If there are 176 million different number combinations for the Lotto, why doesn't a group of rich investors just buy all 176million combos and take home $640 million?
If there are 176 million different number combinations for the Lotto, why doesn't a group of rich investors just buy all 176million combos and take home $640 million?
When the pot is in the $200m+ area often there are multiple winners. Say at $640M there are three winners. $207M per person. To avoid inflation and to get their money back right away, they would have to take the lump sum. Which would be about $140M. After taxes, they would earn about a negative 50% profit and get maybe $88m.
But good idea.
1. It would take too long to enter all possible combinations.
2. There could be multiple winners out there which could mean a winning share of less than $176M after taxes.
Something seems wrong with that math. I had to check the rules, it says there's 5 numbers 1-56 and a mega-number 1-46.
56*55*54*53*52*41 = 18,793,494,720
(subtracting 1 from each multiplier since you can't use the same number twice).
Am I doing something wrong?
Crap, I just thought - the higher the first number, the more limited the next successive numbers are and so on. I can't do that math, but I'm sure that's where the answer lies.
To answer the original question: I think it would take a fair amount of time to fill out 176 million lotto tickets. Factor in the time it takes to generate all the combinations, you'd have to have several hundred people working on it, even then you'd not be guaranteed the full jackpot.
Money Mann wrote:
1. It would take too long to enter all possible combinations.
2. There could be multiple winners out there which could mean a winning share of less than $176M after taxes.

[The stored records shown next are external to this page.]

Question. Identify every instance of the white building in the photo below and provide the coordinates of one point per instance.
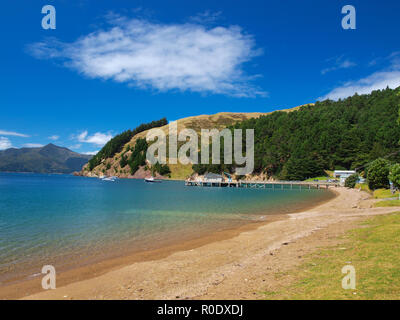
(343, 175)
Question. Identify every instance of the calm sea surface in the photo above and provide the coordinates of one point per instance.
(68, 221)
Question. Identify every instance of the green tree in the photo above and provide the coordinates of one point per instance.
(394, 175)
(377, 174)
(351, 181)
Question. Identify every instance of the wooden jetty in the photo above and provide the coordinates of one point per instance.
(272, 185)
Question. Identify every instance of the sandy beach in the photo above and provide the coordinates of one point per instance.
(240, 266)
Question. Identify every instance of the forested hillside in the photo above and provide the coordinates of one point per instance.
(344, 134)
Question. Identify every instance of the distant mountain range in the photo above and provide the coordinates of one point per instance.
(47, 159)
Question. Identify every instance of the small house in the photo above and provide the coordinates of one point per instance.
(213, 177)
(343, 175)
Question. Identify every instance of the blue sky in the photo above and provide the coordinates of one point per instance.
(111, 65)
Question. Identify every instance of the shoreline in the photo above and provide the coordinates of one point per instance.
(231, 268)
(31, 284)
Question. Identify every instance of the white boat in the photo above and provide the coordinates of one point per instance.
(151, 180)
(110, 179)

You can play electronically. But only in Illinois.
http://www.forbes.com/sites/nathanvardi/2012/03/30/why-you-cant-buy-your-540-million-lottery-ticket-online/Illinois also withholds 3% in your winnings.
Because of the risk of multiple winners this strategy isn't worth it until the jackpot is in the billion dollar range and the lump sum is in the 750 million range.

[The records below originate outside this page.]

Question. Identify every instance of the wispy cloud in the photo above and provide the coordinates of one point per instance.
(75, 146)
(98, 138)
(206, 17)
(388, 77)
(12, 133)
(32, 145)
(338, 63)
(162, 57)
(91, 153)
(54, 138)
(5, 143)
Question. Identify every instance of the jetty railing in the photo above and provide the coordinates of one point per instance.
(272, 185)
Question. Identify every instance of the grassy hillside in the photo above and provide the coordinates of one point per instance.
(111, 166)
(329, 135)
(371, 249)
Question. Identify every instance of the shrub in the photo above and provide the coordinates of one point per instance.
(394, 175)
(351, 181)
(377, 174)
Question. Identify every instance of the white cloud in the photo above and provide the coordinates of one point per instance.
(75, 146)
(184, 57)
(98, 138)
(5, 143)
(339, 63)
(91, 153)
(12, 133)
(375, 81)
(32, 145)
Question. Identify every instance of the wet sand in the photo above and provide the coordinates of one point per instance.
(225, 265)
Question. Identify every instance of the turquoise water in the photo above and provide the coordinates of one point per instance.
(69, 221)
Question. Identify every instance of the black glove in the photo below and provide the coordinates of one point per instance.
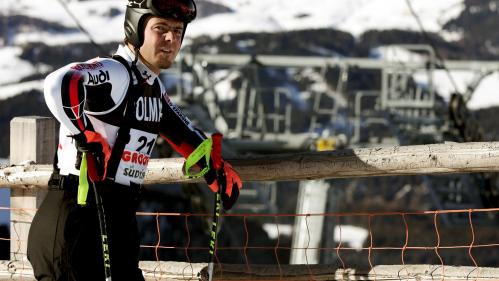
(93, 143)
(227, 179)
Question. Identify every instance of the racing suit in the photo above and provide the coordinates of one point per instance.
(64, 241)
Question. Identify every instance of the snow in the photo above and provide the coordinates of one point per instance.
(103, 19)
(17, 88)
(12, 68)
(354, 16)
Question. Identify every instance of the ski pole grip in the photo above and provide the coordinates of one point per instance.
(216, 152)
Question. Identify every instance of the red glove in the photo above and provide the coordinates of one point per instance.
(227, 179)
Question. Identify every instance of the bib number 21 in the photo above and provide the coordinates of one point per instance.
(145, 143)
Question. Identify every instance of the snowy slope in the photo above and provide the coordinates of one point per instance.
(353, 16)
(104, 21)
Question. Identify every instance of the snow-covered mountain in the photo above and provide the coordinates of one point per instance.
(47, 21)
(104, 18)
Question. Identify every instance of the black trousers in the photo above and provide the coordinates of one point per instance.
(64, 238)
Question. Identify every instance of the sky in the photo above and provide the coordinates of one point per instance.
(354, 16)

You would win big if you are the only winner or you split it with only one other winner. More than 2 and you see a huge loss, so you assume you're the only one with this strategy.
I hope nobody wins, then next drawing will be crazy huge.
Saul Goodman wrote:
Something seems wrong with that math. I had to check the rules, it says there's 5 numbers 1-56 and a mega-number 1-46.

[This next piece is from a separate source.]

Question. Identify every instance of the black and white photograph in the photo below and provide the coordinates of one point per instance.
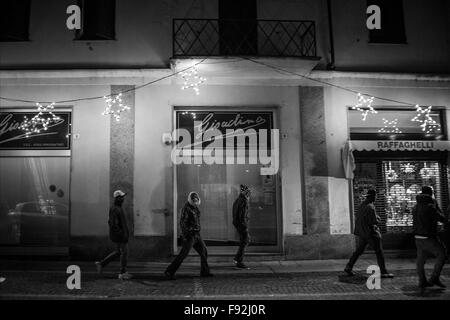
(224, 157)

56*55*54*53*52*41 = 18,793,494,720
(subtracting 1 from each multiplier since you can't use the same number twice).
Am I doing something wrong?
I don't play, but I don't think you need to pick the numbers in order. Your formula is assuming you need to pick the right numbers in the right order. That would make it much harder, not that it's not already hard enough.
i love peepees wrote:
I hope nobody wins, then next drawing will be crazy huge.
The odds of nobody winning this one are slim.
Why would anyone buy a lottery ticket for tonight's Mega Millions drawing when a huge amount is taken out as taxes? Not worth it.
The correct math is (56 choose 5) times (46 choose 1). Google will give you this value, which is a bit less the 176 million.
In Excel, =COMBIN(56, 5)*46
Saul Goodman wrote:
To answer the original question: I think it would take a fair amount of time to fill out 176 million lotto tickets. Factor in the time it takes to generate all the combinations, you'd have to have several hundred people working on it, even then you'd not be guaranteed the full jackpot.
Even if you had 10,000 people working for you, all of the possible combinations couldn't be covered in 3 days.
Because whenever the prize is this big, it gets split 10+ ways.
On the news tonight it said if you filled out every combination and it took you 5 seconds a card it would take you 28 years to fill out 176 million cards. I am not going to bother with the math on that.
sdfafsda wrote:
Why would anyone buy a lottery ticket for tonight's Mega Millions drawing when a huge amount is taken out as taxes? Not worth it.
$1 isn't worth the chance for even as little as $1,000,000?